Le cri du coeur de Caldwell

Économie - Québec dans le monde

Vendredi dernier, Thomas S. Caldwell, président de Caldwell Securities Ltd, une firme torontoise de conseils en placements, s'est payé une pleine page de publicité dans deux journaux anglophones nationaux pour dénoncer la vente d'entreprises canadiennes à des intérêts étrangers.

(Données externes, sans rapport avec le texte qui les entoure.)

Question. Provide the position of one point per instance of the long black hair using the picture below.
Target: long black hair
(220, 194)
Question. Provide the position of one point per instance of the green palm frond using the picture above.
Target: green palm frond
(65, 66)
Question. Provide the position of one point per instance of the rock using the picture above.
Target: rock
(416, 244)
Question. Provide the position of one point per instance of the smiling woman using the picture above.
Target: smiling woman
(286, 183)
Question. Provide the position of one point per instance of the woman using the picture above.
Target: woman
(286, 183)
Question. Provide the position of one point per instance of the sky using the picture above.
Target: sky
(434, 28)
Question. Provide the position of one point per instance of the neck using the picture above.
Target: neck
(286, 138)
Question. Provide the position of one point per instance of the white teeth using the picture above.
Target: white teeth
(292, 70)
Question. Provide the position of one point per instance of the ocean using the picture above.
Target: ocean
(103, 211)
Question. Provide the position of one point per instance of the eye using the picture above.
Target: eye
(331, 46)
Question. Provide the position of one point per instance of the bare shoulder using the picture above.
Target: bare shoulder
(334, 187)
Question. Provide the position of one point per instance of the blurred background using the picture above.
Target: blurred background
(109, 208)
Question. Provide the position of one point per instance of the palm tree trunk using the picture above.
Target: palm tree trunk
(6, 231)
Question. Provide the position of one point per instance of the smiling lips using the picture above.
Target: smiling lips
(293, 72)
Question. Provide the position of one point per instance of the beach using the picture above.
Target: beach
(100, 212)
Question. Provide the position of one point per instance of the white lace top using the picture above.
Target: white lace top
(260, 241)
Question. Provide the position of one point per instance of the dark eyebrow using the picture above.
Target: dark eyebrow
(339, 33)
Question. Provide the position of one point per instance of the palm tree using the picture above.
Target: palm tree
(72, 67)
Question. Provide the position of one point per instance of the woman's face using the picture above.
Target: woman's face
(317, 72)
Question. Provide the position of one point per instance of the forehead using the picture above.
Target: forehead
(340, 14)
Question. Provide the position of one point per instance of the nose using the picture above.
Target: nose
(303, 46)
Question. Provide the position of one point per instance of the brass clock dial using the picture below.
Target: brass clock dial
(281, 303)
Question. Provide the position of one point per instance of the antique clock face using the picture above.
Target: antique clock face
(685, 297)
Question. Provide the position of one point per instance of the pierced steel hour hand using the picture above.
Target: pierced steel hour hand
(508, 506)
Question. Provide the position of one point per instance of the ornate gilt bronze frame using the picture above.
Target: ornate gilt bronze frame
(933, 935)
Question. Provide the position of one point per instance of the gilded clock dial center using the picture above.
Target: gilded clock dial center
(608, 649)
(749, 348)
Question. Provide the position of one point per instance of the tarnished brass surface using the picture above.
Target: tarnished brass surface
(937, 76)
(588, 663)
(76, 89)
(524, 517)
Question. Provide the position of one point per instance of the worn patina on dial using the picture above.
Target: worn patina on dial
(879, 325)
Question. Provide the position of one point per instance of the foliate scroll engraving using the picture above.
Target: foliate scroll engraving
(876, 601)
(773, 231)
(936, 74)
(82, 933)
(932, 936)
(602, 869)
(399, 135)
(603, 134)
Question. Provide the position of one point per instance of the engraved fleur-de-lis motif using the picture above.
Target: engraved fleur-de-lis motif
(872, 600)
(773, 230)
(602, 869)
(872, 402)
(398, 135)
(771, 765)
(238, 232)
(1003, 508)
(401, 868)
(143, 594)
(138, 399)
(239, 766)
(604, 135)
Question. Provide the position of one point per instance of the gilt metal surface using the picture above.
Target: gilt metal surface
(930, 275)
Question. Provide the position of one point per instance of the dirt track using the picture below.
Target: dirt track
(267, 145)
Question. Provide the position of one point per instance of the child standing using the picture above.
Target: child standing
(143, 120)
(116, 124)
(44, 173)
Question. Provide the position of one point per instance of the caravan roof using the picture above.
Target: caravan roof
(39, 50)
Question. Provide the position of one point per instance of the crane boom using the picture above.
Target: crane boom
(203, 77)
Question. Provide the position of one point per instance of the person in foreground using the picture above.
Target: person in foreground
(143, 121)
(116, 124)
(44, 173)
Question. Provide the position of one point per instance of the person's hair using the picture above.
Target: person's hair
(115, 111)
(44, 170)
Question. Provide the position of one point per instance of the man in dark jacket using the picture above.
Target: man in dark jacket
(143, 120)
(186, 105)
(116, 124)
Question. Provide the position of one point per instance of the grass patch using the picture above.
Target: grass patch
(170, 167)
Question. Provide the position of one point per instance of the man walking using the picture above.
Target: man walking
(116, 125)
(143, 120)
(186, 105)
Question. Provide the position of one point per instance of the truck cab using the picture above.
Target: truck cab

Geste courageux ou intéressé, le fait est que la liquidation d'actifs en cours fait des ravages.
Comme l'a rapporté [Le Devoir samedi dernier->7946], le pamphlet de Thomas S. Caldwell était on ne peut plus clair. «La perte de sièges sociaux et de leadership industriel est une tragédie pour le monde des affaires canadien. Les jeunes des futures générations qui voudront grimper les échelons devront se résigner à s'expatrier. Si la tendance se poursuit, le Canada perdra certains de ses plus grands talents.» Et, comme pour être certain d'avoir été bien compris, M. Caldwell a ajouté: «Pour stopper la liquidation du Canada inc., il faut commencer par interdire aux dirigeants de recevoir des primes ou d'exercer des droits d'échange d'options s'ils procèdent à la vente de l'entreprise qu'ils ont été embauchés pour construire.»
Voilà qui est très juste. Depuis quelques mois, le monde des affaires canadien a perdu des joueurs majeurs comme Inco, Falconbridge, La Baie, Domtar et tout récemment Alcan, qui passera aux mains du géant Rio Tinto. Dans tous les cas, les dirigeants ont retiré des avantages monstrueux de la vente d'une entreprise qui ne leur appartient pourtant pas.
Dans le cas d'Alcan, les dirigeants et les administrateurs se partageront de 110 à 140 millions, du seul fait d'avoir accepté l'offre de Rio Tinto. Rien ne justifie que des dirigeants soient ainsi récompensés pour... jeter l'éponge.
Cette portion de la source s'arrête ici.